Nonetheless, traditional CPR techniques also have limitations if not performed well or implemented early enough (2–8). Also, traditional chest compression techniques may not be the optimal method to ensure blood flow to the heart, the brain, and the rest of the body (9,10).

During CPR, vascular pressures simultaneously increase on both venous and arterial sides of the heart, particularly during compression phases (9,10). Resulting increases in intrathoracic and intracranial pressure (ICP) can impede cerebral blood flow and compromise coronary and systemic circulation (9–14).
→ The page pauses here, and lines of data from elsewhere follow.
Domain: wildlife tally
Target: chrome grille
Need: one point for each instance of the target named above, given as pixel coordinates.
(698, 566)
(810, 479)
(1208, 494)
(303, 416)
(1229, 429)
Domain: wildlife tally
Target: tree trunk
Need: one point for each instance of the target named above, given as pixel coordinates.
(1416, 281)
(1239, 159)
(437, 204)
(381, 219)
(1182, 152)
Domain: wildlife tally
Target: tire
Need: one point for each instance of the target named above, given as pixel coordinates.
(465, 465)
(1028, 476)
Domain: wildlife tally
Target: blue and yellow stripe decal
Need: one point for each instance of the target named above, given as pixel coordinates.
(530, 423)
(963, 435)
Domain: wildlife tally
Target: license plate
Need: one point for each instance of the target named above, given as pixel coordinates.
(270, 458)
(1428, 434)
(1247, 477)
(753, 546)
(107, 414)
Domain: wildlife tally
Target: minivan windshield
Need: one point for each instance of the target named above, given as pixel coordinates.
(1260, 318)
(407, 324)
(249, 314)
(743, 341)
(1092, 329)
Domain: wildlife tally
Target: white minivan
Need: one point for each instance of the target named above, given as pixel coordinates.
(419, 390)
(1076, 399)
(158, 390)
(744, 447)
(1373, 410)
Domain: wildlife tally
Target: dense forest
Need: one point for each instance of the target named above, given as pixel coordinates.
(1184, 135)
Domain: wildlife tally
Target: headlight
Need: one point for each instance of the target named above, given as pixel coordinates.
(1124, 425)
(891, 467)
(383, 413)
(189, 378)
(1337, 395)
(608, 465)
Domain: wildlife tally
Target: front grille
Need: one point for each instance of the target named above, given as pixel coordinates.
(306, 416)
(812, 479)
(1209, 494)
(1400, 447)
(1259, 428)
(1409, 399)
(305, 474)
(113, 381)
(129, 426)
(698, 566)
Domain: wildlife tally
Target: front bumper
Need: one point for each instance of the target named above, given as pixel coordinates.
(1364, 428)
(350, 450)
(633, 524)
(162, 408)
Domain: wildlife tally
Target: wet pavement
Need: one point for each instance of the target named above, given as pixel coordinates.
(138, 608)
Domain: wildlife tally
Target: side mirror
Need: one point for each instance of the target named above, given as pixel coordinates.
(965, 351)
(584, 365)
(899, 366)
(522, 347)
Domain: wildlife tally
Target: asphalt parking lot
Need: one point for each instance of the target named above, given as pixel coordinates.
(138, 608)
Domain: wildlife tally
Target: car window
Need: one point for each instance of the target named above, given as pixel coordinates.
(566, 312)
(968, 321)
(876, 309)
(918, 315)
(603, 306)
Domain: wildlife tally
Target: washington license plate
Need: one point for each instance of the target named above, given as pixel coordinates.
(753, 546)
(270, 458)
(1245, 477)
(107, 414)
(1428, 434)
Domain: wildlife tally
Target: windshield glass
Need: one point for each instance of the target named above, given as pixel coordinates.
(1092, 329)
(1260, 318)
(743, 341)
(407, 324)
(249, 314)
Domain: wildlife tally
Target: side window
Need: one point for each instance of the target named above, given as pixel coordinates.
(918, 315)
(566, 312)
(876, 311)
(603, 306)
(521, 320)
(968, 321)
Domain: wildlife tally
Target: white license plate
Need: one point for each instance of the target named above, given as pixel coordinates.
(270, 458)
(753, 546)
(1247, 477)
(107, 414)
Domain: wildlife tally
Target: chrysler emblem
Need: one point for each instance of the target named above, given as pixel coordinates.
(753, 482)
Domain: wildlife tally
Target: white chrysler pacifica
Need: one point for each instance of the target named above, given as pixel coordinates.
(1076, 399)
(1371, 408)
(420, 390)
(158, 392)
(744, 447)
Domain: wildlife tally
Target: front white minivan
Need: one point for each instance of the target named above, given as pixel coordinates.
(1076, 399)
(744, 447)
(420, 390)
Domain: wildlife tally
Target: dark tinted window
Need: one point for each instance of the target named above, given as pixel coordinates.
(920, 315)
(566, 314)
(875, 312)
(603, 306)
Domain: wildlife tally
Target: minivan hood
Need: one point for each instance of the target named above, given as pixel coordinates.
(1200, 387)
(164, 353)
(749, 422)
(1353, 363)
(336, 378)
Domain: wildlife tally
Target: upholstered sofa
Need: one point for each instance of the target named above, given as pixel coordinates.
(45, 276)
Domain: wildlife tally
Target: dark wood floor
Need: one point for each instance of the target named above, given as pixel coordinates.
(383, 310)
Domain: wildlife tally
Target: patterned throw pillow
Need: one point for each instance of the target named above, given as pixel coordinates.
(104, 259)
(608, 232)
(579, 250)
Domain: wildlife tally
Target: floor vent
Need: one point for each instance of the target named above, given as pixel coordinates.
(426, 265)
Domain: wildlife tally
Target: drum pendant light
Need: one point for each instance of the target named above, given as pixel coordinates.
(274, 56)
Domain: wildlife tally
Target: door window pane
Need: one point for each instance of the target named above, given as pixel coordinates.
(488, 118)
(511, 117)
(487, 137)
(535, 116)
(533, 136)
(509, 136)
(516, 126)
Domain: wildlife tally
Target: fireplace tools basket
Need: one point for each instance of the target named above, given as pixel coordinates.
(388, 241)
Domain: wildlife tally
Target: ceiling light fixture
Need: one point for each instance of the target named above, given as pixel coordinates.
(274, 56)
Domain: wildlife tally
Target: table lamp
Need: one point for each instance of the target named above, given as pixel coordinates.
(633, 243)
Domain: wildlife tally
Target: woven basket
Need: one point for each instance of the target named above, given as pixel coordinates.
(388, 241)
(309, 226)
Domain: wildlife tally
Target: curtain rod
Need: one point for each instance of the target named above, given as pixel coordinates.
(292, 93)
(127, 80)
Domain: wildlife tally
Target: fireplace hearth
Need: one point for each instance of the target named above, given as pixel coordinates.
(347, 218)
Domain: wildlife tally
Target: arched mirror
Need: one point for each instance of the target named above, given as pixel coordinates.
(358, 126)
Experimentally, a combined multi-interventional approach to induce blood flow out of the brain and into the thorax can improve cerebral and coronary perfusion significantly during CPR (11–14). Using adjuncts that enhance venous return into the thorax during CPR, including an impedance threshold device (ITD) and suction-providing mechanical CPR techniques, outcomes are improved significantly with mild head/thorax elevation (12). Mechanical CPR devices employed in these swine models are akin to the manual active compression-decompression (ACD) device (ResQPump; Zoll Medical Corporation, Chelmsford, MA) or a LUCAS (Physio-Control Corporation, Redmond, WA) mechanical CPR device that provide a suction component at the chest wall interface (15–22). In the laboratory, head-up/chest-up chest compressions alone can create transient improvements in cerebral perfusion versus standard supine CPR, but when combined with ITD-ACD adjuncts (Fig. 1), it both improves and sustains cerebral and coronary perfusion (12,14).

Figure 1.:
Prior experimental studies of porcine cardiac arrest (n = 28) following induced ventricular fibrillation demonstrating cerebral perfusion pressure measurements (in mm Hg) that were recorded during the first 20 min of arrest and basic cardiopulmonary resuscitation (CPR). Sequential comparisons in mean cerebral perfusion pressures with sem were made for four scenarios: 1) conventional CPR (C-CPR) performed in a supine (SUP) position (C-CPR SUP; n = 6); 2) conventional CPR with a head-up/shoulders/thorax tilted up (HUP) approach (C-CPR HUP; n = 6); 3) CPR performed with an active compression-decompression device (ACD) used in combination with an impedance threshold device (ITD) in a supine (SUP) position (ACD+ITD SUP; n = 8); and finally, 4) ACD+ITD CPR combined with a head-up/shoulders/thorax tilted up (HUP) approach (ACD+ITD HUP; n = 8). Results indicate a synergistic and sustained interaction when the ACD, ITD, and head-up strategies are combined*. *Adapted from our previous work: Ryu H et al (12).

Accordingly, head-up/chest-up CPR is one component of a bundled approach to CPR performance (12). Each of the complementary interventions (ITD, ACD, head-up/torso-up) have different mechanisms of effect, and each can contribute independently to improved cerebral and coronary circulation. Yet combined, they are highly synergistic (12, 14). When examining the comparative individual effects of: 1) head-up CPR and 2) ACD-ITD CPR versus standard supine CPR, it was 3) the combination of all three adjuncts (Fig. 1) that provided the most significant (and sustained) synergistic improvements in cerebral and coronary perfusion pressures well beyond a simple additive effect (12).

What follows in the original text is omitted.